Minha mãe tinha uma Olympus Trip 35 que ela que escondia a sete chaves, um cadeado e um segredo que devia guardar a origem do mundo. A primeira vez que encontrei aquela relíquia foi quando nos mudávamos para a General Osório, 121, e na bagunça das caixas, roupas e outros pertences que se perdiam de seus donos, pus os olhos numa caixinha preta com uma enorme lente redonda e segurei-a como um troféu de primeiro lugar. Claro que seria arriscado demais revelar o achado para os novos moradores do 101. Precisei trair a confiança da Família Franco buscando instruções de uso na garotada recém-amiga, mas de boa reputação, do prédio. Alguém me passou a valiosa informação de que a irmã mais velha de uns dos meninos ganhara uma máquina de aniversário e talvez fosse ela a pessoa que eu procurava. Mas os avanços tecnológicos, que desde aquela época já trocavam os botões de lugar, nos deu uma rasteira fatal: acabamos abrindo a tampa onde estava o filme fotográfico e eu fiquei duas semanas de castigo por ter queimado o que viria a ser a última imagem do meu avô.
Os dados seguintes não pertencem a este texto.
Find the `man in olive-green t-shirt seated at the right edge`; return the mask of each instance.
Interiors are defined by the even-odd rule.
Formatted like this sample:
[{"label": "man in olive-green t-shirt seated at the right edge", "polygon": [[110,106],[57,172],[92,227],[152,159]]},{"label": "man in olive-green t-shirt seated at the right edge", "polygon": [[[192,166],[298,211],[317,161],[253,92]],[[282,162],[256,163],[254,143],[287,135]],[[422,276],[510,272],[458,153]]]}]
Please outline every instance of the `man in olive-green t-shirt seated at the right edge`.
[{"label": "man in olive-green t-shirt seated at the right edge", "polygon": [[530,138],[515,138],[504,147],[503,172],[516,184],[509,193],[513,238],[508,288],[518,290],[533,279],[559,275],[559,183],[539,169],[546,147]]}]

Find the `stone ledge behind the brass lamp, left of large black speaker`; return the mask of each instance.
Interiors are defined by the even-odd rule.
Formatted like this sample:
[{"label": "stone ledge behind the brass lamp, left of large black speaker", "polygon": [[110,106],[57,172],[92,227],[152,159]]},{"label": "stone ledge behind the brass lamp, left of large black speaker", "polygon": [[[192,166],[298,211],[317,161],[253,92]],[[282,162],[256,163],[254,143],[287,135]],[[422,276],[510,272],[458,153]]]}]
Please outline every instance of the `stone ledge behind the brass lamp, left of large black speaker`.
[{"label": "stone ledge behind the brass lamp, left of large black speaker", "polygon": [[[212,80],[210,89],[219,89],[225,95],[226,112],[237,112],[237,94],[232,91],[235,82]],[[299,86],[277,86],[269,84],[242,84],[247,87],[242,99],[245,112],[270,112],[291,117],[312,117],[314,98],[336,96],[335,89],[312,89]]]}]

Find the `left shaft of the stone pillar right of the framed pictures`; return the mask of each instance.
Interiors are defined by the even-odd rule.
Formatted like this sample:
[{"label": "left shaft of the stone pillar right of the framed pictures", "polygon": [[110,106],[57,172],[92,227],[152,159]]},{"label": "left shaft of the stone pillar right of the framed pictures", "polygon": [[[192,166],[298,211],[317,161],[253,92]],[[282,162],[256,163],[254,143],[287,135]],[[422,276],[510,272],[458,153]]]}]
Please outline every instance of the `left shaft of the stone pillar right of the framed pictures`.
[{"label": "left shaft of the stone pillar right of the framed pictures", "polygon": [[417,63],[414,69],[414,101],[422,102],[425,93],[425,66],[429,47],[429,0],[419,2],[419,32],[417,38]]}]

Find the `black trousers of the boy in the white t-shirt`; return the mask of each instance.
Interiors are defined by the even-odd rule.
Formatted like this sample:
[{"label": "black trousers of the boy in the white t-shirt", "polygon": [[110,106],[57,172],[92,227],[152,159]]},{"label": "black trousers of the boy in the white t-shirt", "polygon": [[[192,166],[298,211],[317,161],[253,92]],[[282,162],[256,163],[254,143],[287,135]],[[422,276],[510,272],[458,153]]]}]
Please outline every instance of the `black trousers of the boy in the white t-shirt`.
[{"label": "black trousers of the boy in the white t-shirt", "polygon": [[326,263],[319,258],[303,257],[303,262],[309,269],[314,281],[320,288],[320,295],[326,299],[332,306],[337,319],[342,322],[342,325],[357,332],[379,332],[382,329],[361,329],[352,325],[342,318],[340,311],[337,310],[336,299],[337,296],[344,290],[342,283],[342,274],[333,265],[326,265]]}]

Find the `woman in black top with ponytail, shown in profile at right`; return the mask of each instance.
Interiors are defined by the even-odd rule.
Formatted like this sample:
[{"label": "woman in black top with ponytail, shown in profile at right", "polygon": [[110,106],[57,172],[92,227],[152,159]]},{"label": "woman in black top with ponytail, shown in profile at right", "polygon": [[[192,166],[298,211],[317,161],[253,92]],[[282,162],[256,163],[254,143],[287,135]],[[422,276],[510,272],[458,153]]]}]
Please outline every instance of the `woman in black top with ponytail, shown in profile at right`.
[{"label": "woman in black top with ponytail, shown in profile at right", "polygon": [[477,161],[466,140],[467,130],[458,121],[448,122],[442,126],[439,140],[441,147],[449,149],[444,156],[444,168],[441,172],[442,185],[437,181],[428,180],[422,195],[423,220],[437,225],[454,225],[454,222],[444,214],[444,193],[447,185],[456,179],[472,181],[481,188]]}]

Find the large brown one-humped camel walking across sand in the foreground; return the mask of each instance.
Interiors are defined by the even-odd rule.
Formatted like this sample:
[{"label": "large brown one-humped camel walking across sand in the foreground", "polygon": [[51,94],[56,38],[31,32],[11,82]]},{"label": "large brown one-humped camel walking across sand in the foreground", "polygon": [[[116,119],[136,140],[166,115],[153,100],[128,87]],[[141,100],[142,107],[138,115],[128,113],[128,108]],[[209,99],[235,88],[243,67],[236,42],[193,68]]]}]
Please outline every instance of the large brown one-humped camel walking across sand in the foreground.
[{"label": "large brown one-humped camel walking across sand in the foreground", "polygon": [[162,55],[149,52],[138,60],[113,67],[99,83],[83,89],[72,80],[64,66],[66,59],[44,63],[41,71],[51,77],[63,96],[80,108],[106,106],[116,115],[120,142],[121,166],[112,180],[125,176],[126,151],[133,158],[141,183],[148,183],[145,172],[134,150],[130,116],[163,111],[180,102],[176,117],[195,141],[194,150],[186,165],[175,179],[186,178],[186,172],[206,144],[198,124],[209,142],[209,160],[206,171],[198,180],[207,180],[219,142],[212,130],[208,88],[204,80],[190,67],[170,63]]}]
Depois veio a Olympus automática, e, como uma consumidora fiel, minha mãe manteve o respeito à marca cedendo apenas às novidades da década seguinte. Flash embutido, novo design e, a cada duas semanas, novo esconderijo, que nunca me fazia desistir de achar a máquina. E por essas peças que o destino nos prega (no caso, à minha mãe), eu sempre acabava a encontrando e isso me rendia boas imagens por algumas semanas, até ser descoberta. Tiveram vezes em que a Olympus viajou cidades, e mesmo estados, alguns que minha própria mãe nunca havia pisado, e eu me orgulhava de cada click.
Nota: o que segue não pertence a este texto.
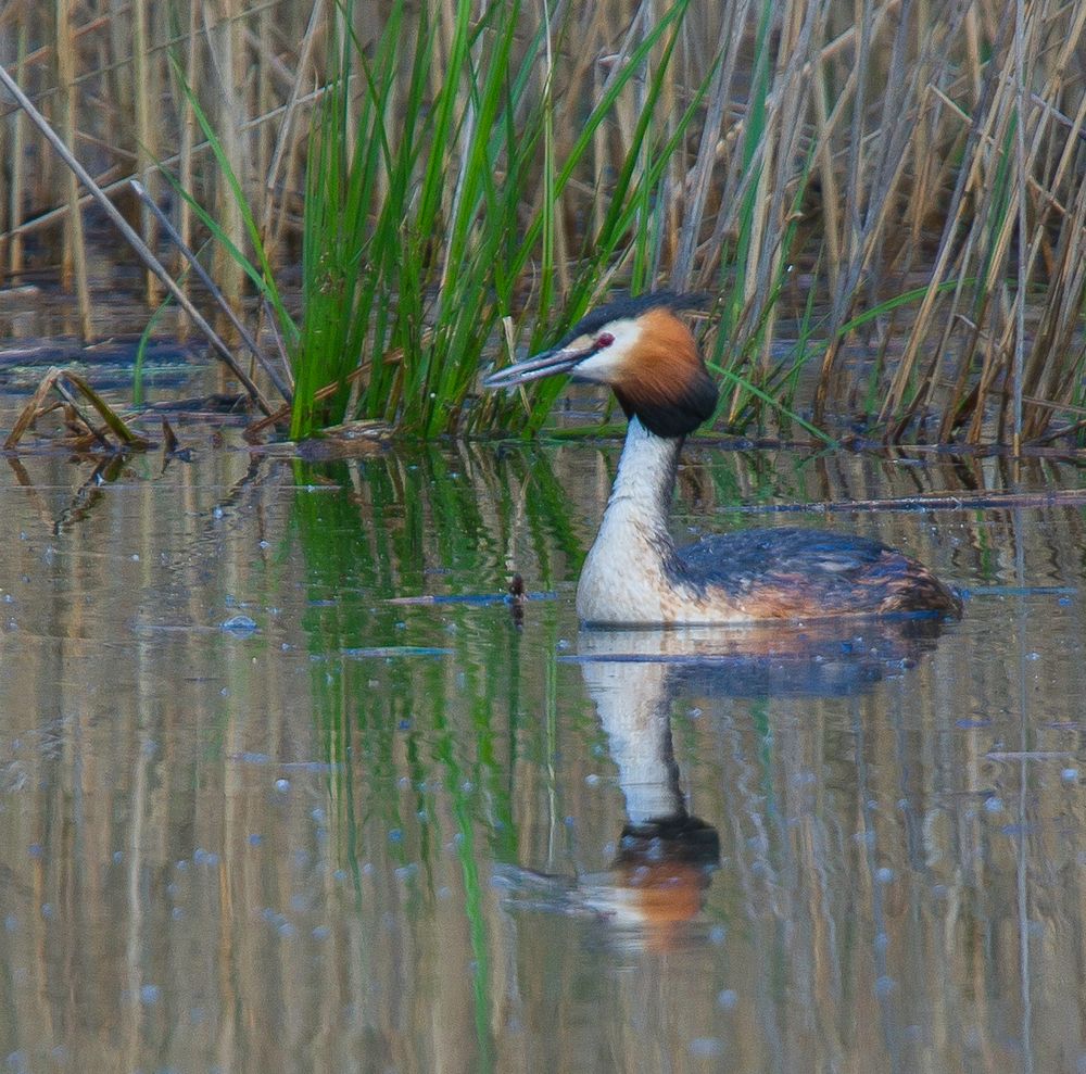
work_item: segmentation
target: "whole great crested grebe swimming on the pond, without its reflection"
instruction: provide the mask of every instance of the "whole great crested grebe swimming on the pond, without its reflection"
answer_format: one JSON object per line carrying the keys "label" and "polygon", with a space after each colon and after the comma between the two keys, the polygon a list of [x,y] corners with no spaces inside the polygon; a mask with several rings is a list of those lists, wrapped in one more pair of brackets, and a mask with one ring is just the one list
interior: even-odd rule
{"label": "whole great crested grebe swimming on the pond, without its reflection", "polygon": [[607,384],[629,429],[599,532],[577,586],[586,623],[657,626],[961,614],[923,564],[867,538],[792,527],[677,548],[668,531],[679,453],[712,416],[717,388],[677,314],[697,295],[657,291],[583,317],[556,346],[491,374],[490,389],[555,374]]}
Então veio o primeiro salário e pude realizar finalmente o sonho da máquina própria - foi quando chegou a Sony Cybershot. A modernidade, dessa vez a meu favor, me trazia imagens com revelação gratuita que surgiam por um cabinho plugado no computador, e assim eu batia tantas fotos que devo ter deixado a memória do pc mais lenta. Mas por essas peças que o destino nos estraga (no caso, da máquina), fiquei com imagens do escuro e um orçamento mais caro que uma digital nova. E foi aí que veio a luz no fim do túnel, com a ajuda daquela a quem tanto enganei. Talvez por querer livrar a sua nova Cannon (presente do meu irmão) das minhas garras, talvez porque no fundo ela gostasse da ousadia a qual nunca se permitiria – tirar sua máquina da gaveta -, minha mãe mexeu em algo ainda mais difícil para ela e me deu dinheiro para a sonhada aquisição. Honrei o pesar de tantos sacrifícios e fiz as imagens mais lindas que consegui. Não saía sem minha Panasonic Lumix na bolsa e pude recortar gestos do cotidiano que ganhavam elogios de me deixar ainda mais orgulhosa. Pronto, agora tinha mais uma paixão em minha vida. Mas como o destino não esquece os pregos (no caso, pra mim), levaram minha Lumix numa das esquinas do carnaval e mais uma vez fiquei sem os clicks e com o coração partido. Ouvi um bocado da minha mãe, que lembrava a importância da proteção de uma gaveta, mas os retratos que hoje guardo ficarão por toda a vida e não pretendo parar por aqui. Agora só falta descobrir onde será que ela escondeu a máquina dessa vez.